Despite having a set-back in spring training that required a cortisone shot, Garcia returned to the big-league club around this time last year (May 18th, 2014) and pitched relatively well given the circumstances (3.82 FIP, 0.4 fWAR). On June 10th, I wrote about how his velocity and movement were increased from previous seasons. Looking back, the tone of the article was naively hopeful.
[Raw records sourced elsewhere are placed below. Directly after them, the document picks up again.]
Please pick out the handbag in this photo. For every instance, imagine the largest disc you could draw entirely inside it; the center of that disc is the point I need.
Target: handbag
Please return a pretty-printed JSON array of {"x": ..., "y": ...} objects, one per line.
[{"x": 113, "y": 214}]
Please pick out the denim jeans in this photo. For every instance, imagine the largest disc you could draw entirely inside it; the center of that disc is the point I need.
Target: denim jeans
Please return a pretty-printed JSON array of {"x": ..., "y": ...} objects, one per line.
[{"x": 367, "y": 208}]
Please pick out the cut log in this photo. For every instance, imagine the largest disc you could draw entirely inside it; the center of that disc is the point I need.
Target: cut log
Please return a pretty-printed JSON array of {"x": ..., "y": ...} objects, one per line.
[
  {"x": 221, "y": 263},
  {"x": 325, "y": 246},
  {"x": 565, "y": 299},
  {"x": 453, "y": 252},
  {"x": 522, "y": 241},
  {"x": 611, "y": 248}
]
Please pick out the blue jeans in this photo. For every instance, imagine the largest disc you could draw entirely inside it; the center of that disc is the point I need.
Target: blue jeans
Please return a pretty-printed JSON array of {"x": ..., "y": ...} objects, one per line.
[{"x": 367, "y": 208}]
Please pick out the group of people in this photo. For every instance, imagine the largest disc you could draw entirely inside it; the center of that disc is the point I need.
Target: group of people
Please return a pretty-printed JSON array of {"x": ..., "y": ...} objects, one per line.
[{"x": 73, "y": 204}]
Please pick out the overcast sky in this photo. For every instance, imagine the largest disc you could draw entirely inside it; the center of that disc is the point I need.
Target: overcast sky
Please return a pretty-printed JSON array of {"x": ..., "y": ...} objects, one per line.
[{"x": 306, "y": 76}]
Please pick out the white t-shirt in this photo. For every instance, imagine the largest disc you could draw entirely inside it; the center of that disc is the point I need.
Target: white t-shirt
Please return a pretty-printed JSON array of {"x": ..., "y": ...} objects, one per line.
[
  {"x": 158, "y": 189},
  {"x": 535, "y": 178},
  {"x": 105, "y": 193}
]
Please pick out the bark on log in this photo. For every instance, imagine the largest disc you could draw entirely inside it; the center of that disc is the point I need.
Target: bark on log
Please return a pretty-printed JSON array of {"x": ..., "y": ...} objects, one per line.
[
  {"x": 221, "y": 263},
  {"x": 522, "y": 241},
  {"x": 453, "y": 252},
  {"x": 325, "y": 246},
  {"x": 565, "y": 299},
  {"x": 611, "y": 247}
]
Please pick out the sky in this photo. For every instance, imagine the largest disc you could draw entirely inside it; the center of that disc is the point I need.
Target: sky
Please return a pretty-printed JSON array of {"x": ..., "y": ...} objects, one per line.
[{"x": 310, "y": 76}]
What scares me is this real sentence found in my concluding paragraph:
"Even if he does not pitch another inning for the Cardinals this season (please, do not be the case), 2014 has been a success."
Sure enough, Garcia was shut down 11 days later (after two outings and 12 innings pitched), and come July, it was determined that he needed season-ending thoracic outlet surgery. As we learned from Chris Carpenter and this surgery in 2012, there was no guarantee that we would see Garcia pitch ever again. Yet, here we are. In a few hours, Garcia will take the mound for the St. Louis Cardinals against 2014 National League Rookie of the Year Jacob deGrom and the New York Mets.
What can we expect? While some will undoubtedly share in Garcia's and the team's reported "excitement and optimism," it would probably be wise to take another approach, given the real possibility of disappointment. The Cardinals drafted 13 pitchers before Garcia in 2005. Only one of them (Boggs) pitched in the majors for St. Louis. While delighted by what Garcia has been able to give them (9.5 fWAR over 594.2 innings pitched), in no way could they honestly say they expected it. As fans, let us be "delighted" by what Garcia will bring in 2015, but "in no way should we expect it."